Statement of the problem: The prevalence of epilepsy in people with an intellectual disability (ID) is apparently higher than in the general population. The outlook for individuals with both epilepsy and ID depends on the presence of any associated conditions. However, there have been few epidemiological studies of the prevalence of epilepsy and associated problems within a representative adult ID population to inform the development of policy.
Method: This was a population-based prevalence study using the Leicestershire Learning Disability Register. Prevalence was estimated from the number of individuals with reported epilepsy identified from structured home interviews with carers. Associations with epilepsy were investigated for a range of defined physical, mental and skill attributes. Logistic regression was done with and without adjustment for age, sex and level of understanding to identify specific and holistic links respectively.

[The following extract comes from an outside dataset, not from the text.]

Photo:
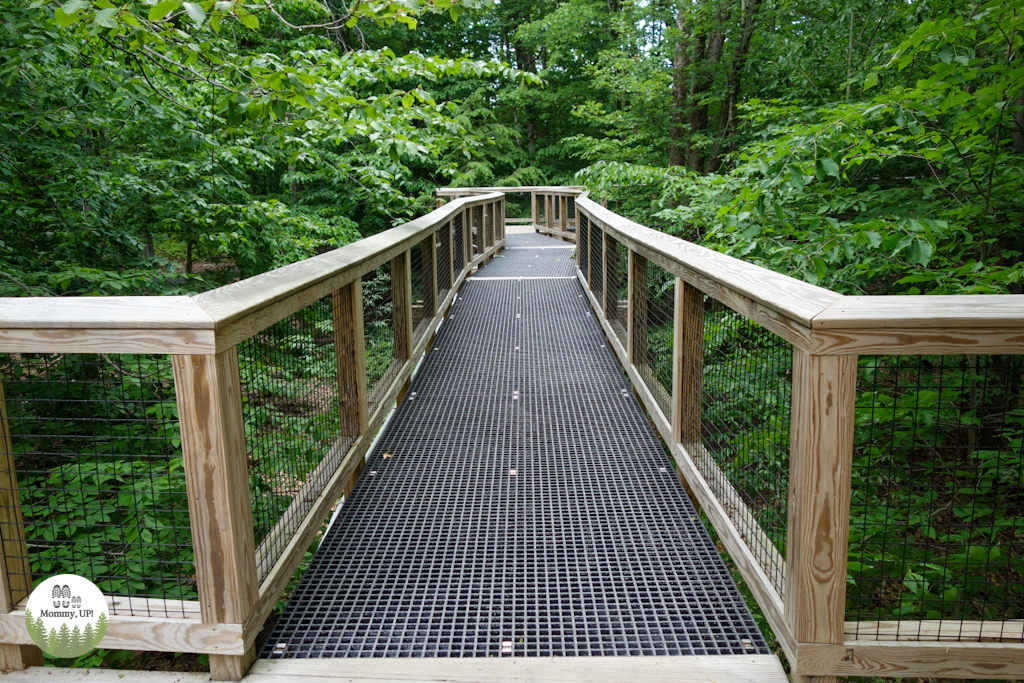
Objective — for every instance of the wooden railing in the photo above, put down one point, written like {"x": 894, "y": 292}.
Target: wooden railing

Results: The prevalence of epilepsy was 26%. Among those with epilepsy, 68% experienced seizures despite anti-epileptic medication. Epilepsy showed a significant association with low levels of understanding. Specific morbid associations included wetting (adjusted odds ratio 2.7), soiling (2.2), walking (2.5), daily living skills (1.6), poor speech (2.2), lack of empathy (1.5), mood swings (1.5), being uncooperative (1.6), seeking attention (1.7) and disturbing others at night (1.9). Holistic associations included a wider range of physical and mental problems and global skills deficits.
Conclusions: The high prevalence, associated morbidities and global skills deficits make epilepsy care for adults with ID important and complex. Specialist epilepsy services for this population need a multidisciplinary skills mix.